You get the idea. Into this authenticity vacuum, Puffed Wheat produced a very convincing looking 2-dimensional cowboy hat that Tim Holt and his chums would have been proud of, and the drawing of the happy boy wearing it, terrorizing his astonished mother and sister, showed that he looked – even from the side – just like the real deal. Although I had cooled on the idea of Hi-Hats after my Space Spy fiasco, I got quite worked up about this one. One Saturday, stuffed with Puffed Wheat, I cut it out, fitted it up, recycled the elastic from the binned Space Spy, took one look in the mirror and it was ditched within 20 seconds. Not only did it look rubbish, but it actually wrapped around the sides of your head like a sweatband – not at all like the illustration. More tears.
These were valuable life lessons, of course – about marketing and about the fact that – in the long run – no amount of imagination will cover up for complete junk!
I remember the multiple series of cut-out vehicles of all types on the back of the Weetabix packets – I’m sure some genius must have designed them, and they were fun, but – again – they were fiddly to make and looked dreadful. One after the other, they were cut out, glued together and binned, I didn’t get upset about them any more, but I was aware that I only liked the process, rather than the end deliverable. The flat wheels, printed on one side only, were an obvious weakness, but in fact the square edges were unrealistic too – in both respects, the veteran car series were better, but the finished product was never worth the effort. It must have served as a good apprenticeship for all these botched toy soldiers in later life, though!
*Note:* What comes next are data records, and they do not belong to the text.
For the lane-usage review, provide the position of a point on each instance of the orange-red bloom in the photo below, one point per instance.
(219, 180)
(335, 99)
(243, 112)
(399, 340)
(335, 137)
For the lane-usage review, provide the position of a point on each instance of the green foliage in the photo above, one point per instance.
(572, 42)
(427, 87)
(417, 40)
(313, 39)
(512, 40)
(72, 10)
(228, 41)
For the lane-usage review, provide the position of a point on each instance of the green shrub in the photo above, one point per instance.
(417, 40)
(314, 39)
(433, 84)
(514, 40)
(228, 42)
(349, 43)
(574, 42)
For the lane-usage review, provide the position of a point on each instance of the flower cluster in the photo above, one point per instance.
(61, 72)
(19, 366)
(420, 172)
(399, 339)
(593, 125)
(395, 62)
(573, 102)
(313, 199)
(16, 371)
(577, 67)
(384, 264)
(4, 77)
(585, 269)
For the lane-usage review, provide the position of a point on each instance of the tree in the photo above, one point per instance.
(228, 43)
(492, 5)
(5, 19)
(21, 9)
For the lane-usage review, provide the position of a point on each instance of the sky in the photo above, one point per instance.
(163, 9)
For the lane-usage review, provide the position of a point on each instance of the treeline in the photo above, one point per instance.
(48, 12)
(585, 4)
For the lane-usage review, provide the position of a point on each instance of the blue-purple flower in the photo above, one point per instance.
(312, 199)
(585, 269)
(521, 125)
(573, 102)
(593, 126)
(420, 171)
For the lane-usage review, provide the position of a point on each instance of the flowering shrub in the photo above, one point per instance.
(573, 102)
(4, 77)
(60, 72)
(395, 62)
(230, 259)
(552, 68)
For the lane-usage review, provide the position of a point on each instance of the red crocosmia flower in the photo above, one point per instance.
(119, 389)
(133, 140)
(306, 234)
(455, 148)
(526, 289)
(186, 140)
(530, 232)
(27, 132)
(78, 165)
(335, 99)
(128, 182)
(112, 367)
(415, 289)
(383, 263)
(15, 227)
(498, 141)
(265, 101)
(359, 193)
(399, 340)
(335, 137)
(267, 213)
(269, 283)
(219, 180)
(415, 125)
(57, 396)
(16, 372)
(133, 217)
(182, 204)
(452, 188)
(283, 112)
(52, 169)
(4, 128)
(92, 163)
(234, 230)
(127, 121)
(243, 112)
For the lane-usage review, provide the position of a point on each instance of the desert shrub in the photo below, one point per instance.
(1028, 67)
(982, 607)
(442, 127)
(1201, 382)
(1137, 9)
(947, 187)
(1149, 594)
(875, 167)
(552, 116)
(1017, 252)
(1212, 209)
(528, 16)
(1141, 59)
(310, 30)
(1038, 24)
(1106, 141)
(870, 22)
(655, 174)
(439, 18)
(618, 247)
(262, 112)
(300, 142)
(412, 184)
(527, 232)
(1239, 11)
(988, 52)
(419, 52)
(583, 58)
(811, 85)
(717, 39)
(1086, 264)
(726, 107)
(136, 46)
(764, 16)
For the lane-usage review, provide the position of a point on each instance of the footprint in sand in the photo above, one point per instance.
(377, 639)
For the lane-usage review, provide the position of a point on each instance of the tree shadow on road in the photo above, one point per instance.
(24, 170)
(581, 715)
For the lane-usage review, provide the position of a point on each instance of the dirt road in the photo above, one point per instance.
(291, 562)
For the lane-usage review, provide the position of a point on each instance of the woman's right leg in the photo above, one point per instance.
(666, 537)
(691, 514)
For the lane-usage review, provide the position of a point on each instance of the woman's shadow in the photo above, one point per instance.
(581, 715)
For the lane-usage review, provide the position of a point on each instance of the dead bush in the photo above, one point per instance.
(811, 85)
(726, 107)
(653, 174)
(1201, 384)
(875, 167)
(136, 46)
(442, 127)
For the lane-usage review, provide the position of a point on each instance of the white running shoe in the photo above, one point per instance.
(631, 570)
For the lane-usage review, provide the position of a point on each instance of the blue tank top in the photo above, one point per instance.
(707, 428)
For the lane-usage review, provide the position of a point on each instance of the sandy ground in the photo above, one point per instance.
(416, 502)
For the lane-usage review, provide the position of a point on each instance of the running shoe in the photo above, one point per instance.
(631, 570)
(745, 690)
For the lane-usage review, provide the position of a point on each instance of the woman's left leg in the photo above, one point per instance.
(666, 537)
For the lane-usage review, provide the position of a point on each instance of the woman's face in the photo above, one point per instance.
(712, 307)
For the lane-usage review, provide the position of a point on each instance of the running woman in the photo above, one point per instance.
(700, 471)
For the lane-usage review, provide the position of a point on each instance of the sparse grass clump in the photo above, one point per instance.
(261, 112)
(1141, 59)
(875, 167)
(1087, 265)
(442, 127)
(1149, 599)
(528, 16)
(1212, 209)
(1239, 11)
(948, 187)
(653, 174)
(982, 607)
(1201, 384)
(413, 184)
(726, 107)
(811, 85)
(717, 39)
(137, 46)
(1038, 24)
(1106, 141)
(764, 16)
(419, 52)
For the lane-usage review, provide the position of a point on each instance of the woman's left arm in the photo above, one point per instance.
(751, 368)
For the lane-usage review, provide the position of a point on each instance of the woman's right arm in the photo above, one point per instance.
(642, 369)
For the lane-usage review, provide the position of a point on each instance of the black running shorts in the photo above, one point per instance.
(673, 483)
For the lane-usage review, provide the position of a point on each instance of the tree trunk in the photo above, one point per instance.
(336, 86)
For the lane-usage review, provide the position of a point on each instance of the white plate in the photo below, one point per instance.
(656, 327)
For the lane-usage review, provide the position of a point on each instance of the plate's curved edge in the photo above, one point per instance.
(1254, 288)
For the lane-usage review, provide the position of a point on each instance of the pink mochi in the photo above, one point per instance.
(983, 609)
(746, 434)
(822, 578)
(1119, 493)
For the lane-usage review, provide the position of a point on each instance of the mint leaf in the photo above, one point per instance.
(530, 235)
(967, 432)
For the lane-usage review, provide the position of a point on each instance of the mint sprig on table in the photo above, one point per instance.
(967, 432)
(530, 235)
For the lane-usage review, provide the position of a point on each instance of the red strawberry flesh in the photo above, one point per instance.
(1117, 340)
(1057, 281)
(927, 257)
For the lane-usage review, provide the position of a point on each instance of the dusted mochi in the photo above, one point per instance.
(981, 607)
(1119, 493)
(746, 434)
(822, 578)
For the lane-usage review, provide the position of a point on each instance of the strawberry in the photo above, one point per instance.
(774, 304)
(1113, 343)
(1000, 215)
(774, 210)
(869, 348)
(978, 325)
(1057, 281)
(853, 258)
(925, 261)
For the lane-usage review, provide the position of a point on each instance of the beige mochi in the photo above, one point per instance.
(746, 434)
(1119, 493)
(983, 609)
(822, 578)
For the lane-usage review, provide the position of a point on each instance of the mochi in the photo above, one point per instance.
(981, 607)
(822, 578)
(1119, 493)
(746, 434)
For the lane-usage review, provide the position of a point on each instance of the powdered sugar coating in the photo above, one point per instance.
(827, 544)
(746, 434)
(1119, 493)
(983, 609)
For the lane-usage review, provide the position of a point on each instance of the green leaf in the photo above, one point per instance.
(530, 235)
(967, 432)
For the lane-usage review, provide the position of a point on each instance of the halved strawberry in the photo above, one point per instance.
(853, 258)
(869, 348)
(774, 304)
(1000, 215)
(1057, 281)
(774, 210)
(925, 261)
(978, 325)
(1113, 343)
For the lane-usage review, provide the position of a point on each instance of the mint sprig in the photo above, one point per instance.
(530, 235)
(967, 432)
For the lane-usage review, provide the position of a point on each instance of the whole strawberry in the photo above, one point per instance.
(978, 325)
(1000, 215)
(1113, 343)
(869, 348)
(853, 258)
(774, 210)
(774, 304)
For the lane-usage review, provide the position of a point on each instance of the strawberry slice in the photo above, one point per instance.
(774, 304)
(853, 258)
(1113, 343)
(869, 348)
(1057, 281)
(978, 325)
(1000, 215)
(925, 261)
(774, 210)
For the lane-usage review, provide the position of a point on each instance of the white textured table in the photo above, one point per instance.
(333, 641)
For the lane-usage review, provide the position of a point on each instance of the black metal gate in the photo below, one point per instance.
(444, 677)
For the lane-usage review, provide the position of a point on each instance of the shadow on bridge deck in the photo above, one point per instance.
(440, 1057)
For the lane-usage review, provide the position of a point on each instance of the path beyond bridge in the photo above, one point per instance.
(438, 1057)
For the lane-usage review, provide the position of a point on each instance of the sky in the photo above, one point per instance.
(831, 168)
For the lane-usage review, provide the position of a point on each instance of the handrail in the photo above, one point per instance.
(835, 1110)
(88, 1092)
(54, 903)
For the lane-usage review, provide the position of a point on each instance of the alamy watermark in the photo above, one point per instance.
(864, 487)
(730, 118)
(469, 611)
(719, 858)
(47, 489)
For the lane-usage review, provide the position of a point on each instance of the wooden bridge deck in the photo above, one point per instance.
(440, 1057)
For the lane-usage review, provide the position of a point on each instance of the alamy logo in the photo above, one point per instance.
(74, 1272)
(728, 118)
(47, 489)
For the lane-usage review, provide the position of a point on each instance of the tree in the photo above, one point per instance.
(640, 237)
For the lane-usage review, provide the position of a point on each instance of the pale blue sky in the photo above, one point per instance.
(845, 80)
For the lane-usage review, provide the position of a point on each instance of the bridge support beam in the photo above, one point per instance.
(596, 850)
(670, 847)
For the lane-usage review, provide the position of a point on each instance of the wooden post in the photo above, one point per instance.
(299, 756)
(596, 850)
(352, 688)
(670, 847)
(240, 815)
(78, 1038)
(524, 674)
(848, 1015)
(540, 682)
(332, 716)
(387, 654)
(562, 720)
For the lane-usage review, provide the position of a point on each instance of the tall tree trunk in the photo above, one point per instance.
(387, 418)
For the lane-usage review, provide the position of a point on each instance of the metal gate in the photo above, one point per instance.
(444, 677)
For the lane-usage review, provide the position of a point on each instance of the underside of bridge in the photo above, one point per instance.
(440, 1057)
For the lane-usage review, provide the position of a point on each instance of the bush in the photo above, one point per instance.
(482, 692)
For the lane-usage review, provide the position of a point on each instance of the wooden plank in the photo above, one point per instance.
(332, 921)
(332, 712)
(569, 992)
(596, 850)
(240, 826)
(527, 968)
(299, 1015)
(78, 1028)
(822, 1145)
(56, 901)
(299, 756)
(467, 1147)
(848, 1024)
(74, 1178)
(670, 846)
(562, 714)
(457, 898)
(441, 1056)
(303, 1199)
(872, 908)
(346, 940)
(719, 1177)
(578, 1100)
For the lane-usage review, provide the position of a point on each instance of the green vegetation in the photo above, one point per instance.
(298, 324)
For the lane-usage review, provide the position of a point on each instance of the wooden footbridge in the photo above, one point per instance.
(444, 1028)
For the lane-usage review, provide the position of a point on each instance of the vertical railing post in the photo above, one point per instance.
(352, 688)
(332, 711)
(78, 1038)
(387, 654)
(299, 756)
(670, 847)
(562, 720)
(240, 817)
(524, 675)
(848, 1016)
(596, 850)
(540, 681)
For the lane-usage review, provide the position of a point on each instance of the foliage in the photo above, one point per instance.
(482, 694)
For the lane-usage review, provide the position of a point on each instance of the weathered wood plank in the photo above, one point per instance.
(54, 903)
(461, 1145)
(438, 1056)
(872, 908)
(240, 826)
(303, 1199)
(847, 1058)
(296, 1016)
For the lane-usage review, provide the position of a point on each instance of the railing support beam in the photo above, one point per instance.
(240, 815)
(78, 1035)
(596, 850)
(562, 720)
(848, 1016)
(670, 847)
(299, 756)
I recall that the first couple of series of Weetabix Workshop had a sketch of a boy and his mum looking suitably enthusiastic, but the later ones were more obviously macho and engineering-focused, and mum was dropped - the psychologists were busy, even then.
I also remember something called Mornflake Oats, which I assume was porridge – my cousin collected a most impressive looking village and farm which you could cut out and assemble – on good quality art card, as I recall, but we never had the courage to try to build them. There was a slight risk that if they didn’t turn out well it might be down to us.
So much other stuff – freebies which have become little icons of childhood – red plastic British Foot Guards bandsmen – I started collecting them, but gave up after I got five tuba players on the trot. Of course, if I’d had any mates, I could have swapped them.
I recall little plastic submarines which worked with baking soda, a series of small one-piece plastic racing cars, which must have come with Sugar Puffs (later?), since I can recall that they were always sticky and had to be washed.
I tried to find some pictures of proper Hi-Hats, but failed – I found some American Kellogg’s equivalents, but not the real thing from my own history. Anyway, if you never saw them, they were rubbish. Take my word for it.